(Vibizmedia-Nasional) Tahun 2020 ini, Kementerian Ketenagakerjaan menargetkan penarikan pekerja anak sebanyak 9 ribu pekerja anak. Hal tersebut dilakukan untuk menghapus pekerja anak dengan melakukan penarikan pekerja anak dari bentuk-bentuk pekerjaan terburuk.
Pekerja anak yang telah ditarik dari bentuk-bentuk pekerjaan terburuk anak sejak tahun 2008 sampai saat ini adalah sebanyak 134.456 orang pekerja anak dari jumlah pekerja anak yang ada sebanyak 1.709.712 anak berdasarkan data Survei Sosial Ekonomi Nasional (Susenas) 2018.

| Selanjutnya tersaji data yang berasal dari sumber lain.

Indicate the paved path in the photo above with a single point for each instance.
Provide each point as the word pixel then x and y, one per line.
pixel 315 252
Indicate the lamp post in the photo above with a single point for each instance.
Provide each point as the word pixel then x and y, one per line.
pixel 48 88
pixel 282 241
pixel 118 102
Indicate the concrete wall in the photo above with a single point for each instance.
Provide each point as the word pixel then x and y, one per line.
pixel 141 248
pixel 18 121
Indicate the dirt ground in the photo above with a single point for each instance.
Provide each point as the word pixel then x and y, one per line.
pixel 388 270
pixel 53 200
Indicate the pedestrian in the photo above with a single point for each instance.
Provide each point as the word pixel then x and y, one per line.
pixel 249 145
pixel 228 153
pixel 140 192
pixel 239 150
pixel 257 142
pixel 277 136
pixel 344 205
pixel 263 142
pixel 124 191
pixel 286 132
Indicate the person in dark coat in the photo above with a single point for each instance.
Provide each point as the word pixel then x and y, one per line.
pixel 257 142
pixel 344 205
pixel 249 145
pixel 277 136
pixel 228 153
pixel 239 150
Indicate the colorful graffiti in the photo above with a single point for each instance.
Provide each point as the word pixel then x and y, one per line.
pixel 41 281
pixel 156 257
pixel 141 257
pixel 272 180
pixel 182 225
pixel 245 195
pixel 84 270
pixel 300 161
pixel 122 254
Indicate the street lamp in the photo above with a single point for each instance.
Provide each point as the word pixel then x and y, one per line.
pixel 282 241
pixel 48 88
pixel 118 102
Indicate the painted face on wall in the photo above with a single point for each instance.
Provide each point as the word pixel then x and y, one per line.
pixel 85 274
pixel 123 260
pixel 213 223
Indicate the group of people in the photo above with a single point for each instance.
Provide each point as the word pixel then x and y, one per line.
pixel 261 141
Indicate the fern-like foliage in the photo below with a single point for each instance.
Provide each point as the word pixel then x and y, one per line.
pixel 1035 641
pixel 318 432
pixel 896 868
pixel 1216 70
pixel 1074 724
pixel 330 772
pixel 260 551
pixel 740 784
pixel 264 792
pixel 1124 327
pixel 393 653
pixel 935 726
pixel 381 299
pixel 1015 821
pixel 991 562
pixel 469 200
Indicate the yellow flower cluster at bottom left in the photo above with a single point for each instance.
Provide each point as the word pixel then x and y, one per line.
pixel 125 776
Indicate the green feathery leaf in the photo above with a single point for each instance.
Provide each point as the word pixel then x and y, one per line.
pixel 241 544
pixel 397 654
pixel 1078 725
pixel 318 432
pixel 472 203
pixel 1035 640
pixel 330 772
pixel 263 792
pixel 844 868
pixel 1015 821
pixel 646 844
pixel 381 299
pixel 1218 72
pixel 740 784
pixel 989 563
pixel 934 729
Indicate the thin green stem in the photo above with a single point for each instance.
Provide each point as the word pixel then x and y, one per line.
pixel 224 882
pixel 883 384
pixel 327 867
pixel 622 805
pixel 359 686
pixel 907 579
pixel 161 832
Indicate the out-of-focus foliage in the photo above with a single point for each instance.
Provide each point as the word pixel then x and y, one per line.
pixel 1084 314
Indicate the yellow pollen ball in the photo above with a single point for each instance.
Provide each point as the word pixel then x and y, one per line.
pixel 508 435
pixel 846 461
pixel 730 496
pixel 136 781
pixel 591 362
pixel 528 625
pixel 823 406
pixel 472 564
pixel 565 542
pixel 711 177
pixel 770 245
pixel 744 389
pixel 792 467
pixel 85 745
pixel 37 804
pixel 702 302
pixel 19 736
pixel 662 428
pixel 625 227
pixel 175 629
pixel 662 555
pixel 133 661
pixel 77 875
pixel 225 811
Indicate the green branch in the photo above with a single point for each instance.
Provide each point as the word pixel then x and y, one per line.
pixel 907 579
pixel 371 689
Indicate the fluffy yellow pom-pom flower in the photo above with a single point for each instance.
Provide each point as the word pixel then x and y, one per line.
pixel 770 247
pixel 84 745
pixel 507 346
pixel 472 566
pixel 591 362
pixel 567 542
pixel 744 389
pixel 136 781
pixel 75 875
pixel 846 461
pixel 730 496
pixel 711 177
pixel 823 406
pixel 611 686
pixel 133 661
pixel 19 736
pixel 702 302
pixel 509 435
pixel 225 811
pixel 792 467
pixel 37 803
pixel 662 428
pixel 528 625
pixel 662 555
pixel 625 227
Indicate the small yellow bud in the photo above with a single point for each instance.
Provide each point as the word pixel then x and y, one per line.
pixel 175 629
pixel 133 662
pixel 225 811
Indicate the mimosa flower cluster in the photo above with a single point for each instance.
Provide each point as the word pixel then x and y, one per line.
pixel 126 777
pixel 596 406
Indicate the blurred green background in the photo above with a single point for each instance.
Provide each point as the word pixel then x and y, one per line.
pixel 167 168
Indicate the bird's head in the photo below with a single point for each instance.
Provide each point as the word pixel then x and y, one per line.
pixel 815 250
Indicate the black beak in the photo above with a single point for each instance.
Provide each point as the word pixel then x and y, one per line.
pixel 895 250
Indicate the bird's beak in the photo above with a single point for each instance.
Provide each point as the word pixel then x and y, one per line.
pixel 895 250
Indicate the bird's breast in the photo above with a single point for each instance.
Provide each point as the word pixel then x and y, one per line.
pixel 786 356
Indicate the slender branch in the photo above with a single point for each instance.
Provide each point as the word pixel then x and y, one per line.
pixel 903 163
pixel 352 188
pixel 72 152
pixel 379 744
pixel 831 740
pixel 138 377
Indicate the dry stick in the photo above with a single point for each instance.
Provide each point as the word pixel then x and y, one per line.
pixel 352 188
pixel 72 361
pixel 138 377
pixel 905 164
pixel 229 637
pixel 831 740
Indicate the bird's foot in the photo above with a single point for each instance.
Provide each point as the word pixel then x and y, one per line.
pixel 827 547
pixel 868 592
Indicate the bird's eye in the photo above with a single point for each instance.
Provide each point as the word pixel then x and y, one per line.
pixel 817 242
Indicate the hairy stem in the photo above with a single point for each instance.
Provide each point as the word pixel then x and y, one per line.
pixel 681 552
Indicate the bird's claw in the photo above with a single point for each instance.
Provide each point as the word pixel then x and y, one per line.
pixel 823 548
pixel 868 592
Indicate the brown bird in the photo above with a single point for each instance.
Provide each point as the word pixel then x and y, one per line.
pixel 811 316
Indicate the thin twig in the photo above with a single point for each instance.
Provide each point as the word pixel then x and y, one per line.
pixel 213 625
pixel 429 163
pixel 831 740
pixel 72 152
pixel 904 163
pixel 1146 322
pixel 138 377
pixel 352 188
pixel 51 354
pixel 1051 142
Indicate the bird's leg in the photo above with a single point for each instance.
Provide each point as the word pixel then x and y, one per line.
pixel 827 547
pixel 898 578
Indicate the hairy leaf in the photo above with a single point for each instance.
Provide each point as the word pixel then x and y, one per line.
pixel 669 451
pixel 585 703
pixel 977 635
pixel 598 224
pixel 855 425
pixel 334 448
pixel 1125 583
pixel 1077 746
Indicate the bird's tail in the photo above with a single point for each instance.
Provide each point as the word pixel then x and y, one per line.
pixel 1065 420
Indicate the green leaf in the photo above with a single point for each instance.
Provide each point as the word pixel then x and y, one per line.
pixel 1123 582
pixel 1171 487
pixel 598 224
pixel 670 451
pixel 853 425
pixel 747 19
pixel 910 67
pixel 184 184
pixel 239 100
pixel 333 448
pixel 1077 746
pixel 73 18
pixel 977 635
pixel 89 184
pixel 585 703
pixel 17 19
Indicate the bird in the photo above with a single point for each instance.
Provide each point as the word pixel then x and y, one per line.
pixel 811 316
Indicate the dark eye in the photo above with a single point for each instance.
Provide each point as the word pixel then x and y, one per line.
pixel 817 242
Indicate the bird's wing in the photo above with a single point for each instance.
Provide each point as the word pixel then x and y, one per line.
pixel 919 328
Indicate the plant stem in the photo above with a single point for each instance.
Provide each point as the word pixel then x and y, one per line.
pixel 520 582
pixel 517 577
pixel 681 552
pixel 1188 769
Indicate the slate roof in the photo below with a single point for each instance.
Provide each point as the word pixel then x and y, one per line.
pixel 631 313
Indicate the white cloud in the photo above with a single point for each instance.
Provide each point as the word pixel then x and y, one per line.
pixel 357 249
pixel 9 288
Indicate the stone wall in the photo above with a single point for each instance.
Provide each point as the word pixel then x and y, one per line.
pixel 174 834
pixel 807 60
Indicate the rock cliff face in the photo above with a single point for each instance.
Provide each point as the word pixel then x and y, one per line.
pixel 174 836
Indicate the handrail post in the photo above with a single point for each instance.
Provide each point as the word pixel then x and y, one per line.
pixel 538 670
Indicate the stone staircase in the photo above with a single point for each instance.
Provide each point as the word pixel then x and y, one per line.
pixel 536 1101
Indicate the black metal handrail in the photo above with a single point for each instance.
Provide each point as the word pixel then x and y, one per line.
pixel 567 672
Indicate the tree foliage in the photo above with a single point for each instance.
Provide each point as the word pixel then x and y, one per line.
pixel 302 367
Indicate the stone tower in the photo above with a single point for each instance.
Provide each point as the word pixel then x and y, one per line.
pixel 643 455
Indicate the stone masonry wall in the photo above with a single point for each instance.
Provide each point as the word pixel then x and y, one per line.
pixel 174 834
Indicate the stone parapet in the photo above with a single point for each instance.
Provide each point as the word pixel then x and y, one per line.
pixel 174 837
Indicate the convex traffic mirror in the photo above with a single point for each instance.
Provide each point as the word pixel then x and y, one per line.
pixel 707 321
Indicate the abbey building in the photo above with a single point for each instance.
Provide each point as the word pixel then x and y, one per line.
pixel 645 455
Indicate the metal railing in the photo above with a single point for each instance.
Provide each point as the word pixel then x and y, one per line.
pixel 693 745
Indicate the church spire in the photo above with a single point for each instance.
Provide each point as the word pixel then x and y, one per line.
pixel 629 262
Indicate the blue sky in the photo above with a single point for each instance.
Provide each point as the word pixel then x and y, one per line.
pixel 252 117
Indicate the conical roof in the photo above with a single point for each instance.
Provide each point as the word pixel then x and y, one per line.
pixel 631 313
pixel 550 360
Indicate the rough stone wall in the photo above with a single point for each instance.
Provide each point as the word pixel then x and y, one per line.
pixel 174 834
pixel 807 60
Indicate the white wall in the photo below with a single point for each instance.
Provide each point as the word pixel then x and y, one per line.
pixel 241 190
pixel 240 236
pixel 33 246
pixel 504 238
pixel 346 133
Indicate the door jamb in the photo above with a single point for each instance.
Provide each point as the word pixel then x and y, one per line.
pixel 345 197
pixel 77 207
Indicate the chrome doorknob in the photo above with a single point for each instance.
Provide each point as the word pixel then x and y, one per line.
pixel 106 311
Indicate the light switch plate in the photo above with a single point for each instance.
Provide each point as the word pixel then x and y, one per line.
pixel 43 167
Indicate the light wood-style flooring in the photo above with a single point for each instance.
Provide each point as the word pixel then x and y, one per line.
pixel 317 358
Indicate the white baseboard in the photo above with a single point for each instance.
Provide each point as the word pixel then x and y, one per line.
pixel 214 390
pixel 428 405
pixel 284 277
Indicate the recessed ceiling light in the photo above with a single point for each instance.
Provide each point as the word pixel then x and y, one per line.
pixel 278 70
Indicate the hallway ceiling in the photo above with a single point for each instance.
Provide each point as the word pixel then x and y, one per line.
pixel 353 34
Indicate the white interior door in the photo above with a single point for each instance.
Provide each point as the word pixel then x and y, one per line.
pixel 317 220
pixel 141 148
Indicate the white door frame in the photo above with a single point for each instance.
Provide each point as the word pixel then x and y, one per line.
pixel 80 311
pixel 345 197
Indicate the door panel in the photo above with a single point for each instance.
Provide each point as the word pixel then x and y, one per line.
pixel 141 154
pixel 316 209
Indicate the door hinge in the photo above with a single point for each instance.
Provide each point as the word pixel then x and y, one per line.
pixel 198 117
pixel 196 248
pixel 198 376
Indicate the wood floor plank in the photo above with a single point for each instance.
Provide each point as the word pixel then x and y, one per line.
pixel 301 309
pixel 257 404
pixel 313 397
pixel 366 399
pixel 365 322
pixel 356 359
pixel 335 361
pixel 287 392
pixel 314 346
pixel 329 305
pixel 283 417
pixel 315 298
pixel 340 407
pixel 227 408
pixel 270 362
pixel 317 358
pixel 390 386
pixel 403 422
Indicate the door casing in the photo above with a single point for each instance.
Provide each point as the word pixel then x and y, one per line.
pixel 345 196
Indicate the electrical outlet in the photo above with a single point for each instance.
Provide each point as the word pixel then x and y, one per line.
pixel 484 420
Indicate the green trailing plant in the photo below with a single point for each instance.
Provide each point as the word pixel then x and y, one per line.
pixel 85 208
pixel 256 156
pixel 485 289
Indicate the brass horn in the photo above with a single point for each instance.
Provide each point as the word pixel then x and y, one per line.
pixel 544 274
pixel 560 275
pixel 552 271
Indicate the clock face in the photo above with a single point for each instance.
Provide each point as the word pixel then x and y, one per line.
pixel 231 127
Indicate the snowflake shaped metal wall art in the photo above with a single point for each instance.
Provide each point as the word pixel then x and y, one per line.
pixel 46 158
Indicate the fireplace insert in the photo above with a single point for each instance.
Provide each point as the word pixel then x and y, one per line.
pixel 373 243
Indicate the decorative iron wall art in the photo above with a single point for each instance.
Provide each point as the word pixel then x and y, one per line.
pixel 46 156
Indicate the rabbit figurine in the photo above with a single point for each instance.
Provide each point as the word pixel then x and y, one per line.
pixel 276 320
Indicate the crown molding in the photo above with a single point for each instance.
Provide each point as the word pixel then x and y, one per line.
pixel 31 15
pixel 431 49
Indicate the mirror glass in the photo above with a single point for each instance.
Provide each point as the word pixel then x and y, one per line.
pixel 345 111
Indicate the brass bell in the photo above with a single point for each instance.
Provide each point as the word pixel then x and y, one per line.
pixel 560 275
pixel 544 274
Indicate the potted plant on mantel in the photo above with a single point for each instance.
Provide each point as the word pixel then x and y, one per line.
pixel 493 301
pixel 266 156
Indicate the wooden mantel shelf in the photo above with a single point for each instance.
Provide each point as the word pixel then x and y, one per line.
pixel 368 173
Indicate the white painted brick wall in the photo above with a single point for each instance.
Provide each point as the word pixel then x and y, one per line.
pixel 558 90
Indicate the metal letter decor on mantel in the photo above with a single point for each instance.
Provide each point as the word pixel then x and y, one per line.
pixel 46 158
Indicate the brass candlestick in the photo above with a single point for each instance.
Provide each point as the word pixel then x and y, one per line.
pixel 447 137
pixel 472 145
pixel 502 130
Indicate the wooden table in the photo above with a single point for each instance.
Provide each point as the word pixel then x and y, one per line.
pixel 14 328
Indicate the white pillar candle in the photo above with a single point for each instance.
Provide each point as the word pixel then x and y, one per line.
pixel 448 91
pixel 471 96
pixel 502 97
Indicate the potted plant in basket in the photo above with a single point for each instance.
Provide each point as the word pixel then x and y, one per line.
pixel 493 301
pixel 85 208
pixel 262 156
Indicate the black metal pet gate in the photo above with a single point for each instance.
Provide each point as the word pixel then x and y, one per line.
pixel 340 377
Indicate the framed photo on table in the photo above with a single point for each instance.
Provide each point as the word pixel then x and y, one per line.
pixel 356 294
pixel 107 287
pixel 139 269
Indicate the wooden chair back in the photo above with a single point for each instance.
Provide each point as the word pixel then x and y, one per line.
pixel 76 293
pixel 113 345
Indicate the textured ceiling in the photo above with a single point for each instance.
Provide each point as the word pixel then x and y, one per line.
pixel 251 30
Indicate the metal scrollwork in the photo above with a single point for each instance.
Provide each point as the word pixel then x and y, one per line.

“Di masa pandemi Covid-19 ini, saya ingin kembali mengajak dan memperkuat komitmen bersama untuk membebaskan anak-anak kita dari belenggu pekerjaan yang belum menjadi tanggung jawab mereka, ungkap Menteri Ketenagakerjaan Ida Fauziah saat membuka acara Webinar Nasional bertajuk “Pandemi Covid-19: Tantangan dan Strategi Penanggulangan Pekerja Anak secara Kolektif dan Berkelanjutan” dalam rangka memperingati Hari Dunia Menentang Pekerja Anak, pada Jumat 12 Juni 2020.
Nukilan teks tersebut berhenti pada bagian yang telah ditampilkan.